Mathieu, catechista e padre di cinque figli, trascorse quattro mesi nelle mani dei terroristi, in un Getsemani localizzato tra il Mali, il Burkina Faso e il Niger, con la moglie Pauline che al momento del rapimento era incinta di cinque mesi. Questo rese il suo Getsemani ancora più terribile, perché segnato da maggior dolore, incertezza e paura.

Il catechista ha raccontato ad ACS la sua storia durante una visita recentemente effettuata da una nostra delegazione in Burkina Faso. Sua moglie non ha partecipato perché ha subito un trauma talmente grave da non essere in grado di parlare del suo calvario.

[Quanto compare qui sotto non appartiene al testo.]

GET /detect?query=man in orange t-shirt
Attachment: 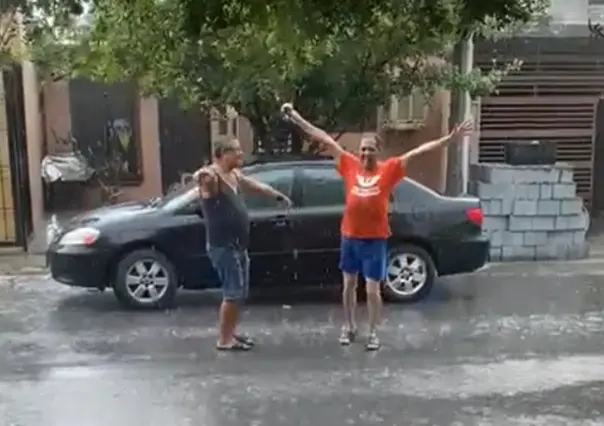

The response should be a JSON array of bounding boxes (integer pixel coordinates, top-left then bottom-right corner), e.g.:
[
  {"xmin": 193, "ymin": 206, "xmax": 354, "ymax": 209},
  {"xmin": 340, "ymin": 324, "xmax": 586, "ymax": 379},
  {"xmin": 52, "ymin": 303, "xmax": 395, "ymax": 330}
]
[{"xmin": 281, "ymin": 104, "xmax": 472, "ymax": 350}]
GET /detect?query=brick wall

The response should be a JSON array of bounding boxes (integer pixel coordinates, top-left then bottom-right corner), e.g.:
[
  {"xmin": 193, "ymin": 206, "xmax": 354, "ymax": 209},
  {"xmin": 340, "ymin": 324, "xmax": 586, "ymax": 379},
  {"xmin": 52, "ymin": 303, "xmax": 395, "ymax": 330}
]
[{"xmin": 470, "ymin": 164, "xmax": 588, "ymax": 261}]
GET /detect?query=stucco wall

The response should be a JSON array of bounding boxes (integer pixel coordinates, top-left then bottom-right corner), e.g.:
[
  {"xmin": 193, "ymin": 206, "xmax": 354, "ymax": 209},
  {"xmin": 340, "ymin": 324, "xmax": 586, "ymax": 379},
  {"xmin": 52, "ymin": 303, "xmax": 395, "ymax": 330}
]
[
  {"xmin": 22, "ymin": 61, "xmax": 44, "ymax": 236},
  {"xmin": 40, "ymin": 81, "xmax": 162, "ymax": 207},
  {"xmin": 33, "ymin": 81, "xmax": 449, "ymax": 223}
]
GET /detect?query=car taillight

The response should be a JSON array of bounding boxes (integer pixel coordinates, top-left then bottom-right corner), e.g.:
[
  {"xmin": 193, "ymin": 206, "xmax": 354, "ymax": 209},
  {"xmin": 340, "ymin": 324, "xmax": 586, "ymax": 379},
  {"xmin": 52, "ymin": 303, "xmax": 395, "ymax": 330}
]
[{"xmin": 466, "ymin": 208, "xmax": 484, "ymax": 226}]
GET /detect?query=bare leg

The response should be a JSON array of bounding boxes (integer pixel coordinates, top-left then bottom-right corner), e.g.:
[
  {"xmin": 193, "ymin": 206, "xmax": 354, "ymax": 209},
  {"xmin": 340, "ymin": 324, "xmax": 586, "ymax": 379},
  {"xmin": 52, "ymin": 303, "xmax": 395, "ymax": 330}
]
[
  {"xmin": 366, "ymin": 278, "xmax": 382, "ymax": 350},
  {"xmin": 218, "ymin": 300, "xmax": 239, "ymax": 346},
  {"xmin": 342, "ymin": 272, "xmax": 358, "ymax": 330},
  {"xmin": 339, "ymin": 272, "xmax": 357, "ymax": 345}
]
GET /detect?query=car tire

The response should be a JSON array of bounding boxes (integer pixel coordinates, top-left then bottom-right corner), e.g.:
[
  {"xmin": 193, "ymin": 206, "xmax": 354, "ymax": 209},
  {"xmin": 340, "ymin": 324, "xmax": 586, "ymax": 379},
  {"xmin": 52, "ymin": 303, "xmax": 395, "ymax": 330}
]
[
  {"xmin": 383, "ymin": 244, "xmax": 437, "ymax": 303},
  {"xmin": 113, "ymin": 249, "xmax": 178, "ymax": 309}
]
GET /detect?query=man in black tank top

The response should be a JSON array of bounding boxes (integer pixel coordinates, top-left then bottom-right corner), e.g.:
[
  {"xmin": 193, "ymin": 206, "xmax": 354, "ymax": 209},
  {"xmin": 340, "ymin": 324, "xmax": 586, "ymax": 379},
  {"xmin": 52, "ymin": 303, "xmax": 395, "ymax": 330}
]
[{"xmin": 194, "ymin": 140, "xmax": 291, "ymax": 351}]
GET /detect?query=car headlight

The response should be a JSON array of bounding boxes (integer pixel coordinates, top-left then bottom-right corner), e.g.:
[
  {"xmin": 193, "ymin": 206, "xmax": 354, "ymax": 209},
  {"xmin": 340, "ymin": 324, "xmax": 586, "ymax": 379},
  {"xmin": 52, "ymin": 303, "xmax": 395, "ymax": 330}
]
[{"xmin": 59, "ymin": 228, "xmax": 101, "ymax": 246}]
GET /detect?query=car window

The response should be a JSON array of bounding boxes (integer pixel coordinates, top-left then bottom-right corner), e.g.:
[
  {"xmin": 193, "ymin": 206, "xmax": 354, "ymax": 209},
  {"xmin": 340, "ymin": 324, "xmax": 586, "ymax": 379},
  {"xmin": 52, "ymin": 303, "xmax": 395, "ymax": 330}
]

Minacce crescenti: il difficile cammino della fede

Il Getsemani di Mathieu: fede e coraggio contro i terroristi in Burkina Faso

«Ricordo che vivevamo in pace, lavoravamo la terra e possedevamo alcuni animali. Nel 2018 a Baasmere, la comunità in cui eravamo catechisti dal 2015, ha subìto la prima aggressione. […] Quando siamo arrivati c’erano già dei problemi nella zona, ma i terroristi hanno attaccato solo l‘esercito e le stazioni di polizia», ci ha raccontato Mathieu.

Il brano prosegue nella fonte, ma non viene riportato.